Mais poussons le bouchon de la réflexion. Pourquoi, après tout, faut-il interdire ces propos puisqu’on ne blesse physiquement personne ? Si on a le droit de penser du mal d’une communauté ou d’être raciste, pourquoi n’aurait-on pas le droit de le dire publiquement ? Si la sensibilité des « cibles » devient un argument, ne pourrait-on pas interdire tout propos potentiellement blessant envers qui que ce soit, et vider ainsi de son sens de tels dispositifs ? On se pose rarement cette question – on s’arrête généralement au constat que le racisme ou la discrimination, c’est mal, point final – et c’est pourtant l’élément capital. Si on interdit les propos publics haineux c’est sans doute parce que le Législateur a inconsciemment fait le postulat que l’esprit humain est malléable et facilement gagnable par l’effet de meute, aisément manipulable dès qu’on lui désigne une cible. […]

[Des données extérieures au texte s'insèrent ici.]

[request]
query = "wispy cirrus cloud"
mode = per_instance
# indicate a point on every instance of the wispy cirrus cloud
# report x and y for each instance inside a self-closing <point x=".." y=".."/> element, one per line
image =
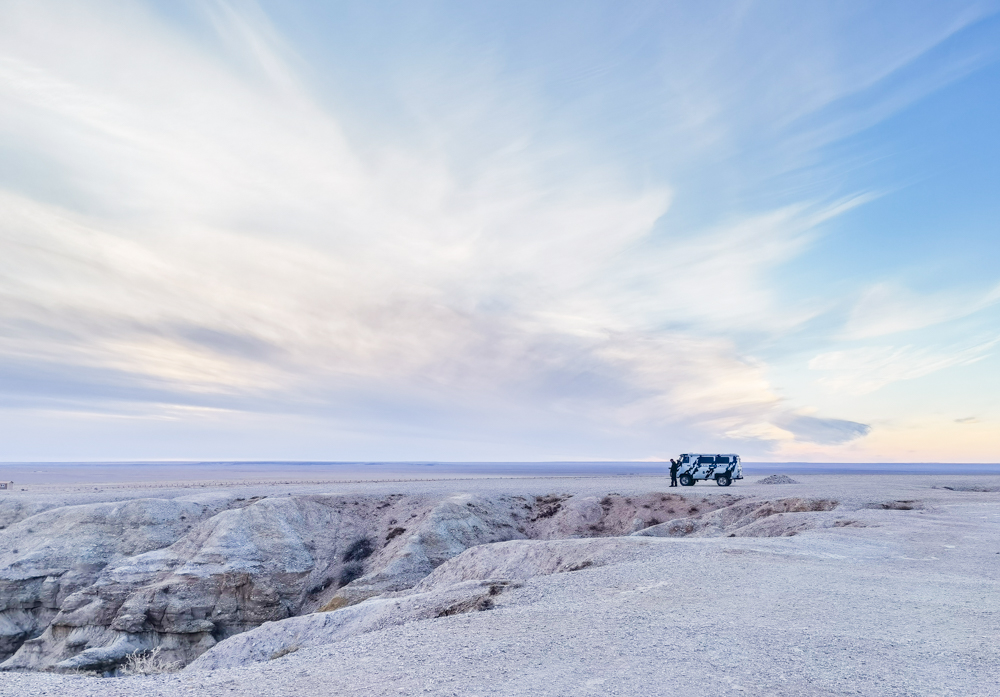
<point x="203" y="231"/>
<point x="864" y="370"/>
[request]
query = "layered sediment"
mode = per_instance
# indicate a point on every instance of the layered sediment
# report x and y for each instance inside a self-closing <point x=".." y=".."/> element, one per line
<point x="82" y="587"/>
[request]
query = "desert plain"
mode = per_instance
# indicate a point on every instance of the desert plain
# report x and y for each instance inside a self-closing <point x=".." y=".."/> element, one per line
<point x="846" y="584"/>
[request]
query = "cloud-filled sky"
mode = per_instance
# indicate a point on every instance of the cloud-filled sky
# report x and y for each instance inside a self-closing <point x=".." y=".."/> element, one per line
<point x="500" y="230"/>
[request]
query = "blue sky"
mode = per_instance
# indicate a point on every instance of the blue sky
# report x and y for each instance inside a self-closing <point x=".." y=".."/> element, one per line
<point x="499" y="231"/>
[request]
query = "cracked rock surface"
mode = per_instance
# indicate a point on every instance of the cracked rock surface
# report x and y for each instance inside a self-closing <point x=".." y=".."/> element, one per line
<point x="842" y="585"/>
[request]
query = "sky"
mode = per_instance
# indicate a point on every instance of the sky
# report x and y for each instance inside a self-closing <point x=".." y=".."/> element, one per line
<point x="499" y="231"/>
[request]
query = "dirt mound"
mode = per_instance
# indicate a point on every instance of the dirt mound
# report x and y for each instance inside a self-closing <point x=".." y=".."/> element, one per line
<point x="777" y="479"/>
<point x="755" y="518"/>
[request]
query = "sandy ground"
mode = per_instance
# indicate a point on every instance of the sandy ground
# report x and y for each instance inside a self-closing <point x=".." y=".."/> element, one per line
<point x="898" y="601"/>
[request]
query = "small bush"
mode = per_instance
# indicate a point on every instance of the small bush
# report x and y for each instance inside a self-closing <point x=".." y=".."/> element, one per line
<point x="359" y="550"/>
<point x="283" y="652"/>
<point x="141" y="662"/>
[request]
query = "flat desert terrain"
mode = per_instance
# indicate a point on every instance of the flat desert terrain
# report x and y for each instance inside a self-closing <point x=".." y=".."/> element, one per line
<point x="572" y="585"/>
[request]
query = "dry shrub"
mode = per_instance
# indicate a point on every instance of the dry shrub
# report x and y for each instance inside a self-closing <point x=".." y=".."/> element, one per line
<point x="141" y="662"/>
<point x="335" y="603"/>
<point x="283" y="652"/>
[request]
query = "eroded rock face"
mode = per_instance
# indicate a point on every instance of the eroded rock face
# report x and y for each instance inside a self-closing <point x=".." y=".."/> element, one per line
<point x="752" y="518"/>
<point x="47" y="558"/>
<point x="84" y="586"/>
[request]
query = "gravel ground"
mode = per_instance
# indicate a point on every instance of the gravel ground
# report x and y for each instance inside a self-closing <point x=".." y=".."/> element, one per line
<point x="905" y="605"/>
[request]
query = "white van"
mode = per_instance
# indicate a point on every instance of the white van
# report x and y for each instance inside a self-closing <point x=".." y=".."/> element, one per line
<point x="722" y="468"/>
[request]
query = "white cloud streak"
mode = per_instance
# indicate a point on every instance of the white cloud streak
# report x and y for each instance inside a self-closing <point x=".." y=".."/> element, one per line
<point x="210" y="232"/>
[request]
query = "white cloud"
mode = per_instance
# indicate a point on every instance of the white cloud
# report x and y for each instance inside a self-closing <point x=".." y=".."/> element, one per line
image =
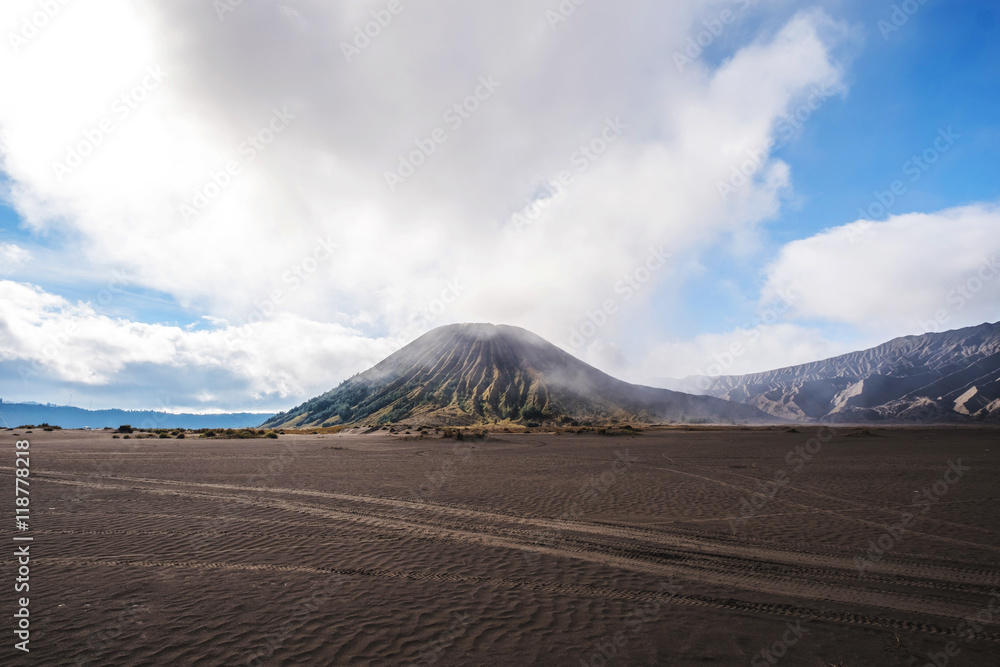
<point x="45" y="336"/>
<point x="743" y="350"/>
<point x="11" y="256"/>
<point x="171" y="136"/>
<point x="909" y="274"/>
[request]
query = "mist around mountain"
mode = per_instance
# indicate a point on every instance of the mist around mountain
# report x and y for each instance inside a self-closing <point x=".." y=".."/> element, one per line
<point x="466" y="374"/>
<point x="948" y="377"/>
<point x="13" y="415"/>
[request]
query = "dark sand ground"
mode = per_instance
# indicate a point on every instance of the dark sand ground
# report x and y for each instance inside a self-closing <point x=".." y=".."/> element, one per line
<point x="520" y="549"/>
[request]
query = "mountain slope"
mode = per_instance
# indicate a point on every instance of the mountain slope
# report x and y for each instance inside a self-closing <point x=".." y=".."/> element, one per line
<point x="468" y="373"/>
<point x="17" y="414"/>
<point x="953" y="376"/>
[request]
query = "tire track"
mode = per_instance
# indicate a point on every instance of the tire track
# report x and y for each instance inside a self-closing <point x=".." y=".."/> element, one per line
<point x="738" y="570"/>
<point x="731" y="604"/>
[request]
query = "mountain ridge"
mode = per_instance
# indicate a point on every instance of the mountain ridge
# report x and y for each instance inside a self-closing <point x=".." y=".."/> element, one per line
<point x="484" y="373"/>
<point x="950" y="376"/>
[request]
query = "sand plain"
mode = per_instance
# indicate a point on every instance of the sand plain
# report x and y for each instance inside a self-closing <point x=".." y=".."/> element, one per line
<point x="674" y="546"/>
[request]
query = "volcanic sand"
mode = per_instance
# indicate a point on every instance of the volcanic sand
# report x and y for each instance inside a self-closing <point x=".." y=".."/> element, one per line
<point x="535" y="548"/>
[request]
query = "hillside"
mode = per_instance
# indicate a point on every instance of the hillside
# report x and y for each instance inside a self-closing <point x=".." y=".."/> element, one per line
<point x="953" y="376"/>
<point x="481" y="373"/>
<point x="17" y="414"/>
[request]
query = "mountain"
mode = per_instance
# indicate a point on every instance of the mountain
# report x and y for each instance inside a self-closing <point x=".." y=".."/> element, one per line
<point x="475" y="373"/>
<point x="13" y="415"/>
<point x="952" y="376"/>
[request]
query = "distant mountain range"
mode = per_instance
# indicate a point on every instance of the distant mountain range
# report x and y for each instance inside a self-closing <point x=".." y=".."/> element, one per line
<point x="952" y="376"/>
<point x="466" y="374"/>
<point x="13" y="415"/>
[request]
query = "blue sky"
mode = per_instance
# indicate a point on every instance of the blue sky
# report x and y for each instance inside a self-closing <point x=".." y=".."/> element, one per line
<point x="166" y="309"/>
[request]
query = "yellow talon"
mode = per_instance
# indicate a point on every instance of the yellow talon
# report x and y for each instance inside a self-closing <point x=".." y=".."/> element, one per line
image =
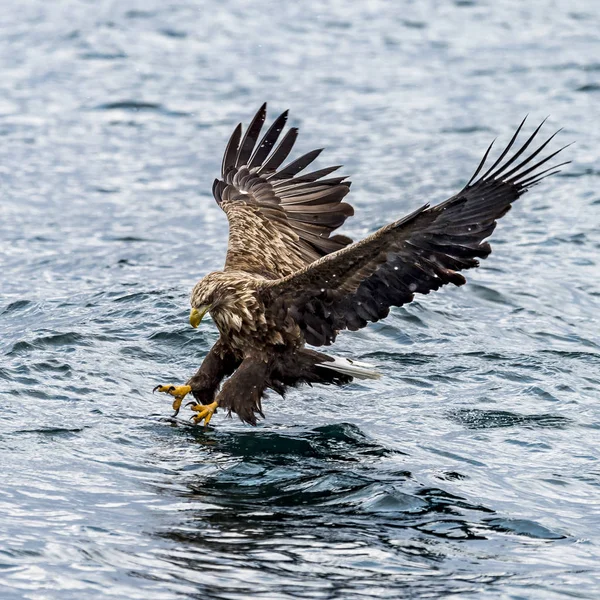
<point x="205" y="412"/>
<point x="179" y="393"/>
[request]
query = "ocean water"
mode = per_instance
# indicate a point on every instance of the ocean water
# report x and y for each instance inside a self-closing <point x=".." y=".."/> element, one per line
<point x="469" y="470"/>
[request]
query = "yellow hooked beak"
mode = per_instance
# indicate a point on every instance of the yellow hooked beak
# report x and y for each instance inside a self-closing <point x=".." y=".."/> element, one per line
<point x="196" y="315"/>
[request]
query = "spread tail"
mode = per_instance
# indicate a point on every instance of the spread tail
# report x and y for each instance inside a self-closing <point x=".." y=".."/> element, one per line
<point x="348" y="366"/>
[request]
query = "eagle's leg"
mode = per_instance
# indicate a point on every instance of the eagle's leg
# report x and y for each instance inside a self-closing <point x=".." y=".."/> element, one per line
<point x="203" y="385"/>
<point x="241" y="393"/>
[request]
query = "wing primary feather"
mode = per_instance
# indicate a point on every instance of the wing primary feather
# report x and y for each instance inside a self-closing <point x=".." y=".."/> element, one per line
<point x="480" y="164"/>
<point x="532" y="182"/>
<point x="524" y="182"/>
<point x="296" y="166"/>
<point x="281" y="152"/>
<point x="501" y="171"/>
<point x="268" y="141"/>
<point x="532" y="168"/>
<point x="507" y="176"/>
<point x="251" y="136"/>
<point x="506" y="150"/>
<point x="231" y="150"/>
<point x="315" y="175"/>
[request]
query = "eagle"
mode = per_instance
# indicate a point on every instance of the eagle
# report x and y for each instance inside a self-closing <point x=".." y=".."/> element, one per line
<point x="288" y="283"/>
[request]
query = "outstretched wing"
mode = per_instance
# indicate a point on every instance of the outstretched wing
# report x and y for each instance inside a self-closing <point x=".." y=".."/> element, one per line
<point x="416" y="254"/>
<point x="279" y="222"/>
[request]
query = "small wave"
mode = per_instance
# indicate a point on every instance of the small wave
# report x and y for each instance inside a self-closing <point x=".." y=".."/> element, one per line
<point x="493" y="419"/>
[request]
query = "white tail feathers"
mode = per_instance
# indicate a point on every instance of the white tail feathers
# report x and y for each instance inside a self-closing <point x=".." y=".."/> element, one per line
<point x="347" y="366"/>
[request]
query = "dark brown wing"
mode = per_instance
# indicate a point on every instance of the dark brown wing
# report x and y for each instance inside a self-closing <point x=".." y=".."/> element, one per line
<point x="279" y="222"/>
<point x="417" y="254"/>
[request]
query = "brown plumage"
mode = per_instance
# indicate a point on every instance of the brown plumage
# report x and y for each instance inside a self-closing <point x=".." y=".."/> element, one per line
<point x="288" y="281"/>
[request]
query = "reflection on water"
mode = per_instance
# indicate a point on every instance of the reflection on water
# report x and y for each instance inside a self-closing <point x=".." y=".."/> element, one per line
<point x="470" y="469"/>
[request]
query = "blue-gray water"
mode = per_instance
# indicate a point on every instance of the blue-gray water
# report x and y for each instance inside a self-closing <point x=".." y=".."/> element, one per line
<point x="471" y="469"/>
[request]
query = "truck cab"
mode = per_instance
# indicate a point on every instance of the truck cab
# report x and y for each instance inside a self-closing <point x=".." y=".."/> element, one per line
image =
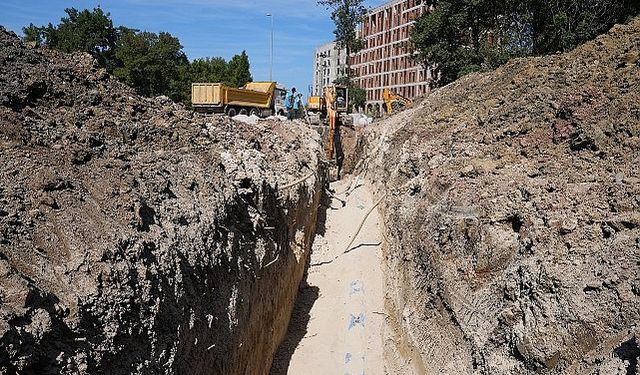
<point x="278" y="100"/>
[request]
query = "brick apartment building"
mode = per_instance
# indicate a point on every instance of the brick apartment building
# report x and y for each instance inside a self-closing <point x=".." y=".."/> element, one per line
<point x="385" y="61"/>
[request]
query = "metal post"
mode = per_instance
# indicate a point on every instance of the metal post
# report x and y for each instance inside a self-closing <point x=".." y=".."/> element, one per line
<point x="271" y="63"/>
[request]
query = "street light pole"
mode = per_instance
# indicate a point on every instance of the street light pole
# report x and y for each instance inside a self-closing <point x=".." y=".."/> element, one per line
<point x="271" y="63"/>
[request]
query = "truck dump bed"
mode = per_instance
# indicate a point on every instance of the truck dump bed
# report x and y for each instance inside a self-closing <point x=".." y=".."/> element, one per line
<point x="217" y="96"/>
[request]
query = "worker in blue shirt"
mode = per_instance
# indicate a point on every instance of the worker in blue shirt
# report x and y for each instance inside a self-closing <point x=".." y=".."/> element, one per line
<point x="289" y="100"/>
<point x="297" y="104"/>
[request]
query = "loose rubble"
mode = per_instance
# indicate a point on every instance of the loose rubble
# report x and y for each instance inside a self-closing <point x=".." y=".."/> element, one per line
<point x="513" y="216"/>
<point x="137" y="236"/>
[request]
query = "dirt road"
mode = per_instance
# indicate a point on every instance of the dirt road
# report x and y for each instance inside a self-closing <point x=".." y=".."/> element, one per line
<point x="338" y="322"/>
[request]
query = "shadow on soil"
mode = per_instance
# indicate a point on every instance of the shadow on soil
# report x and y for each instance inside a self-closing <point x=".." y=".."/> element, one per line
<point x="307" y="296"/>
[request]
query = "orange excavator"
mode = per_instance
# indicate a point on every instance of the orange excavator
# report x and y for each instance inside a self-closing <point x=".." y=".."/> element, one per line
<point x="395" y="102"/>
<point x="336" y="100"/>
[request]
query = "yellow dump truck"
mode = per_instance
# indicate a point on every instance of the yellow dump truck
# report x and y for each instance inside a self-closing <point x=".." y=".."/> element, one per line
<point x="255" y="98"/>
<point x="316" y="104"/>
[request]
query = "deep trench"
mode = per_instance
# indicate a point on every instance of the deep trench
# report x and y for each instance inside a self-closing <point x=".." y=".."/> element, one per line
<point x="337" y="322"/>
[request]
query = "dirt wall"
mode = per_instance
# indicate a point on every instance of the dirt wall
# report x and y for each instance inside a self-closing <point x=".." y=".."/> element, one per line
<point x="513" y="215"/>
<point x="137" y="237"/>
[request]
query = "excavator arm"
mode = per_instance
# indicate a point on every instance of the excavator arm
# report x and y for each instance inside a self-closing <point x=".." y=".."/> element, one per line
<point x="395" y="101"/>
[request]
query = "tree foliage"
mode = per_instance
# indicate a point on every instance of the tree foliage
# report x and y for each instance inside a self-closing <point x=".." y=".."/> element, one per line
<point x="153" y="64"/>
<point x="462" y="36"/>
<point x="346" y="15"/>
<point x="150" y="62"/>
<point x="238" y="70"/>
<point x="85" y="31"/>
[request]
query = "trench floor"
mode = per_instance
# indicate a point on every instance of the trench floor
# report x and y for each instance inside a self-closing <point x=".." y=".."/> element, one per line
<point x="337" y="324"/>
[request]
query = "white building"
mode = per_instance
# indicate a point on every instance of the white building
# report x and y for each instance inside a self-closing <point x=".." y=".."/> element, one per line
<point x="329" y="63"/>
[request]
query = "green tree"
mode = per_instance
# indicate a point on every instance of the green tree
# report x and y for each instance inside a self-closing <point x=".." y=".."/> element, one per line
<point x="462" y="36"/>
<point x="346" y="15"/>
<point x="86" y="31"/>
<point x="561" y="25"/>
<point x="238" y="70"/>
<point x="208" y="70"/>
<point x="151" y="63"/>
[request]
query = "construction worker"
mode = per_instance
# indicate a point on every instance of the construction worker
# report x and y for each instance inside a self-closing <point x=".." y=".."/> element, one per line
<point x="289" y="101"/>
<point x="297" y="103"/>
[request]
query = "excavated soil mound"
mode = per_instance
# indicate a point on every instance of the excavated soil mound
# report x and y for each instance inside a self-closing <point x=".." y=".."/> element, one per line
<point x="137" y="237"/>
<point x="513" y="216"/>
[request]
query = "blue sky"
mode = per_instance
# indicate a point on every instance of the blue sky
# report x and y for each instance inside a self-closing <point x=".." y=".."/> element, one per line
<point x="211" y="28"/>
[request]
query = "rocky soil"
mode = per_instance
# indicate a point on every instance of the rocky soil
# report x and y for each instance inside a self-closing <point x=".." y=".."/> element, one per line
<point x="137" y="237"/>
<point x="513" y="216"/>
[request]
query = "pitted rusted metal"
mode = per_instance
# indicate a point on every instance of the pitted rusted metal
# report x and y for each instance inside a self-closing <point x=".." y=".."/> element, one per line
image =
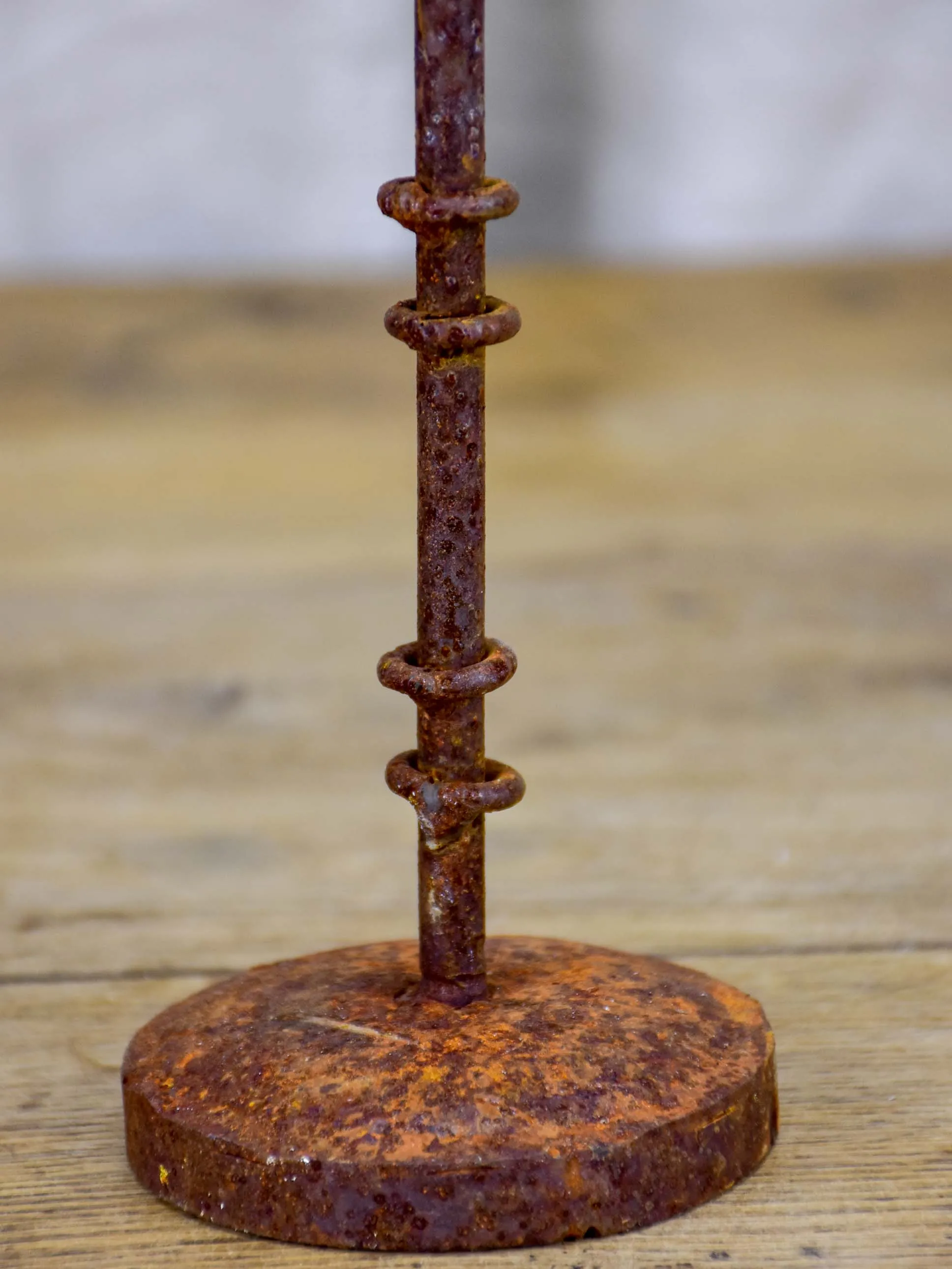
<point x="414" y="207"/>
<point x="498" y="323"/>
<point x="448" y="325"/>
<point x="445" y="806"/>
<point x="348" y="1099"/>
<point x="400" y="671"/>
<point x="324" y="1102"/>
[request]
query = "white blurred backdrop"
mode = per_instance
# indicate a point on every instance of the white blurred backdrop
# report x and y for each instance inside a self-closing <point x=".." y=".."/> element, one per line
<point x="176" y="138"/>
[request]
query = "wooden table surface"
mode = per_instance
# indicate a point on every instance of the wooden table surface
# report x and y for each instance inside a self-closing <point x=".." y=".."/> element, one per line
<point x="721" y="542"/>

Mais il faut aller encore plus loin et dire les choses clairement : si on considère que la promotion d’idées xénophobes pose problème dans la société, c’est en réalité parce qu’on craint… le passage à l’acte ! On craint que des préjugés xénophobes mille fois répétés finissent par se retrouver légitimés par leur diffusion multipliée et acceptée, risque d’autant plus grand lorsque c’est une figure populaire qui participe de cette propagation. On craint que les idées se contaminent et permettent qu’on s’en prenne plus facilement physiquement à des individus en raison de leur origine, couleur, religion, orientation sexuelle, etc. Ces lois nous protègent physiquement en entendant limiter les processus de justification que leur diffusion permettrait, et qui altérerait le mécanisme d’autocensure chez les individus.

François DE SMET, Billet radio pour la Première (RTBF), 7 mai 2013.